Cryptic Crossword: Amateur Crypto and Reverse Engineering

bbanyc · on Feb 14, 2014

The punchline to this story is that a few years ago the Times stopped scrambling their .puz files, making all this reverse-engineering work largely irrelevant.

(At the time I was using a modified version of the "xword" program in Debian's repo, which didn't detect whether the file was scrambled. In other words, it treated every letter as wrong because it didn't match the enciphered grid. I ended up hacking in some code to detect these files and disable the check/reveal features when playing them.)

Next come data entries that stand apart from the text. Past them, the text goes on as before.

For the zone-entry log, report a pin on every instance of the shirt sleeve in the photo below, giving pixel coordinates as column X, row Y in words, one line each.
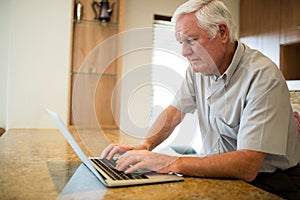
column 185, row 99
column 265, row 119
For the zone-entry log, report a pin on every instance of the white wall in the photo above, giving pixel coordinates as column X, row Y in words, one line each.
column 36, row 61
column 34, row 55
column 4, row 38
column 139, row 14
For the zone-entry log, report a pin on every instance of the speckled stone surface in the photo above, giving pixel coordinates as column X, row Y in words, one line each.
column 38, row 164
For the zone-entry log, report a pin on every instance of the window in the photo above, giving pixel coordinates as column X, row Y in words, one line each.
column 167, row 74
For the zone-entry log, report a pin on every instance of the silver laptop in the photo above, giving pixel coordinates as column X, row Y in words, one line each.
column 104, row 169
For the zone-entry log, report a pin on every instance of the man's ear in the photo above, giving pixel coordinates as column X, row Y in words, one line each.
column 224, row 32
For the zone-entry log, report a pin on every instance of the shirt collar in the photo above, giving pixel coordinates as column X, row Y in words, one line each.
column 226, row 76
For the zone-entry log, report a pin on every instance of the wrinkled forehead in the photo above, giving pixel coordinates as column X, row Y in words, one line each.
column 187, row 27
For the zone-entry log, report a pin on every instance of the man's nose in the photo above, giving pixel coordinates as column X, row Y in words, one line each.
column 186, row 49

breadbox · on Feb 15, 2014

Very true! I mentioned that fact the first time I gave this presentation, but it wound up being an anticlimactic ending, so I chose to omit it from the written essay. (And at this point, the focus is more about the process of reverse-engineering anyway.)

EDIT: To be precise, there were still a few other crossword publishers using the scrambling feature. None as important as the New York Times, though, of course.

stavros · on Feb 15, 2014

Problem solving is its own reward!

davepeck · on Feb 15, 2014

This is a great and entertaining read about reverse engineering.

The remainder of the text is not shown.